Birth is the beginning of the process of incarnation — but only the beginning. Incarnation continues through the entire length of a human life, through birth, childhood, adolescence, full manhood, ripe maturity and on into old age. This is a revolutionary idea, running counter to present scientific theory, but on the basis of the Ancient Wisdom-Teaching we say that it is the missing key in the science of psychology. This is not an empty assertion. It can be tested. Study any course of descriptive psychology and then apply, as an interpretation of the mass of factual material gathered, the principle that there is an inner source of energy, the motivating, selecting, building factor working from within outwards, pushing towards outer expression in the body and the brain, in successive tides of ever increasing power. The student who is willing to follow this theme through in a logical course of study will no longer be content with anything less to explain the mystery of the physical, mental and moral growth of a tiny human seed into a man who towers above the mere animal world.
Leaving aside entirely the biologic view that the body is the man, and that psychological growth to adulthood is merely a building up of continually more complex reflexes — leaving this fantastic view aside, we still find unsatisfactory the generally accepted idea that a soul, God-given and newly made, enters the body at birth or at some vague point thereafter. What is this soul they speak of? What relation has it, if any, to the psychological and so-called hereditary traits that so soon begin to manifest in the child? Does this soul play a major or only a minor part in the formation of character? How is its influence exerted throughout the life? The student of true psychology will want answers to these questions. He does not want to abandon the idea of a soul in man, but he asks that its nature and functions be consistent with the observed phenomena of the various stages of human life.
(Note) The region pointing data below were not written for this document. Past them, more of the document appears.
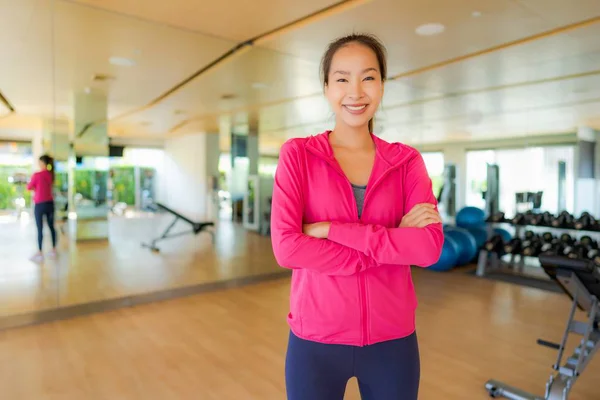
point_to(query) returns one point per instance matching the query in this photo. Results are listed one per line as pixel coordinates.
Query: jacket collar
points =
(394, 154)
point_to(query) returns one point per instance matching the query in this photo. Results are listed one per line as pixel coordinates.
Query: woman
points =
(41, 183)
(351, 214)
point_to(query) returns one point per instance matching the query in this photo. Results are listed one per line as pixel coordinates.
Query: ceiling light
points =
(122, 61)
(430, 29)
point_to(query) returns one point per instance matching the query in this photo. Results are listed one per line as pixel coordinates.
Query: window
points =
(529, 169)
(434, 162)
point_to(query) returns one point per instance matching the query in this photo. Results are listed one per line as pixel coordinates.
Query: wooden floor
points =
(93, 271)
(231, 345)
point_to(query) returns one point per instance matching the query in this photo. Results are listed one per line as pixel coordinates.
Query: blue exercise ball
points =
(480, 234)
(469, 217)
(466, 244)
(506, 236)
(449, 256)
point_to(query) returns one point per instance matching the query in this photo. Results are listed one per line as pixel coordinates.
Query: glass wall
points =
(434, 161)
(531, 169)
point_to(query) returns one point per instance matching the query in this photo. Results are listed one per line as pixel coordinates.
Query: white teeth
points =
(353, 108)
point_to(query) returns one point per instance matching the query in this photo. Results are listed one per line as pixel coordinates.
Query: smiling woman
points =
(370, 213)
(347, 55)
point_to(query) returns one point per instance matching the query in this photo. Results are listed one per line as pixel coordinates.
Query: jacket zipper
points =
(362, 279)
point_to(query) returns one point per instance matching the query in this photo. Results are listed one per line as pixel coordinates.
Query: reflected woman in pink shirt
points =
(41, 184)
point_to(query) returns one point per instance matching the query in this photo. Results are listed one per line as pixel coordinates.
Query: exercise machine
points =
(447, 196)
(197, 227)
(580, 280)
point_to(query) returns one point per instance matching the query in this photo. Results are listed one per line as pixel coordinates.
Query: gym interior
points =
(165, 121)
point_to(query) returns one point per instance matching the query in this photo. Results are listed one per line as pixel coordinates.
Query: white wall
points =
(185, 183)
He would be even better pleased if he found that the existence of this soul explained more reasonably than any other theory these same observed facts.
Now the Theosophical philosophy, far from denying the existence of a soul in man, says that there is not only one but many. It describes man as a sevenfold being, his many parts ranging from pure spirit to physical matter. H. P. Blavatsky's Key to Theosophy (pp. 90-92) gives an excellent explanatory Table of what is known in Theosophy as the seven principles in man; and with a preliminary study of this Table the diagram used by Dr. de Purucker in his Fundamentals of the Esoteric Philosophy, ch. xviii, will be intelligible. The author here shows that each consciousness-center can be divided into an ego-aspect and a soul-aspect, the soul in each case being the carrier of its corresponding ego-self.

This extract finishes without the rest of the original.